El escollo, a la hora de escribir un libro de viajes contemporáneo, es eludir el turismo. La alternativa es caer en un discurso neocolonial, a pesar de tantas buenas intenciones. Muerta la época de la exploración, que contenía en sí grandes dosis de colonizaciones, se desplegaron toda una suerte de formas de turismo más o menos sofisticadas, desde las grandes cumbres del Himalaya o de Alaska, hasta los puros mochileros sin un duro en el bolsillo que recorren la parte del planeta en la que se puede dormir en las estaciones de tren. Ante las dudas que a uno le genera esta imposibilidad de sentirse viajero, cabe preguntarse si el mejor viaje, el único viaje posible, catalogado como tal, no será el que se guarda en la memoria, el que regresa desde el pasado. Libre de toda condena y lleno de bienestar, ese viaje reflejará quiénes somos, quiénes hemos querido ser, quiénes nos hubiera gustado seguir siendo, quiénes nos atrevimos a ser cuando tuvimos la oportunidad de inventarnos. Quisimos ser un personaje, por encima de la carga de profundidad que marcan los impulsos emocionales dentro de la geografía en la que vivimos habitualmente, y lo conseguimos. En otras palabras: tuvimos la sensación de ser, por fin, libres.

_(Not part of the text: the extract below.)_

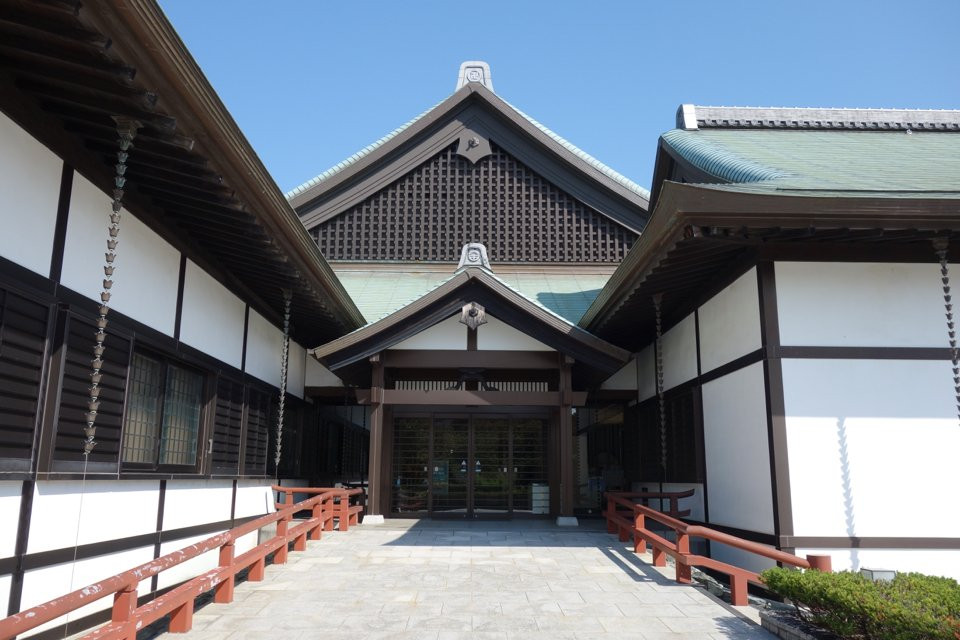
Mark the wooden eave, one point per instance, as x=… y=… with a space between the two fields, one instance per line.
x=472 y=285
x=698 y=235
x=67 y=67
x=442 y=126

Con esa envidia de uno mismo comienza Antonio Rivera Taravillo (Melilla, 1963) a redactar esta crónica de un viaje por Argentina. Fue turista no queriendo serlo, como demuestran las paradas de su itinerario: Buenos Aires, Iguazú, Salta, Usuahia, Calafate… Un recorrido que le lleva a pensar que se asomado al conjunto del país, cuando lo que ha visto es el conjunto turístico del país, aunque le pese no haber podido ver otros lugares que no sean los más hermosos. Al margen queda el desierto verde provocado por las extensiones criminales de soja transgénica, la cruel explotación de la industria minera en los Andes o villas miseria como la de Resistencia, además de ciudades y pueblos que jamás han visto el dinero del turista, y que ocupan la mayor parte de la extensión de un país de unas dimensiones inabarcables. Rivera Taravillo hace un enorme esfuerzo por transmitirnos en descripciones los parajes a los que se enfrenta, pues de un enfrentamiento se trata dado que los límites del lenguaje le impiden transmitir las emociones en todo su alcance. Pasea por Caminito, lee a Borges, asiste a espectáculos de tango, ve todo lo que le resulta posible ver, de hecho, es tan visual que apenas hay lugar para diálogos.

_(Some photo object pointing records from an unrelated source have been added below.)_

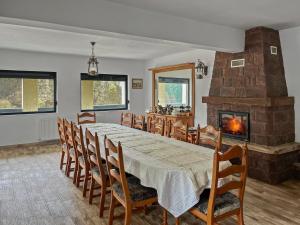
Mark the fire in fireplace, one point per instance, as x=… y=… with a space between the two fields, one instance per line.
x=235 y=124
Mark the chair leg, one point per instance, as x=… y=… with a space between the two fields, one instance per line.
x=102 y=199
x=91 y=190
x=68 y=167
x=128 y=212
x=75 y=172
x=111 y=209
x=165 y=217
x=78 y=176
x=240 y=217
x=86 y=181
x=62 y=157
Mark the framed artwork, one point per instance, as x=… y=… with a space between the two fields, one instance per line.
x=137 y=83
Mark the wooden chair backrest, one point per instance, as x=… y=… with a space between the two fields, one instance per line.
x=86 y=117
x=93 y=152
x=158 y=126
x=68 y=130
x=79 y=143
x=150 y=122
x=127 y=119
x=235 y=152
x=209 y=136
x=61 y=132
x=180 y=131
x=115 y=166
x=139 y=122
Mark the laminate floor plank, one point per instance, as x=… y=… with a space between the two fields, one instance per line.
x=33 y=191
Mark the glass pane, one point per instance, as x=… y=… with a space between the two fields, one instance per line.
x=10 y=95
x=97 y=94
x=175 y=94
x=19 y=95
x=45 y=94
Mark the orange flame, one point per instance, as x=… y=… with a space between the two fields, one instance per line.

Y para hacernos llegar las impresiones de su viaje, recurre a una literatura en la que lo más importante es no cometer errores. No se equivoca ni en los destinos ni en los recursos, algo muy de agradecer en un tiempo en el que los esfuerzos para que se vea al escritor detrás del texto llevan, con frecuencia, a temas y prosas en las que los problemas de narcisismo, por exceso o por defecto, flotan en negro sobre blanco.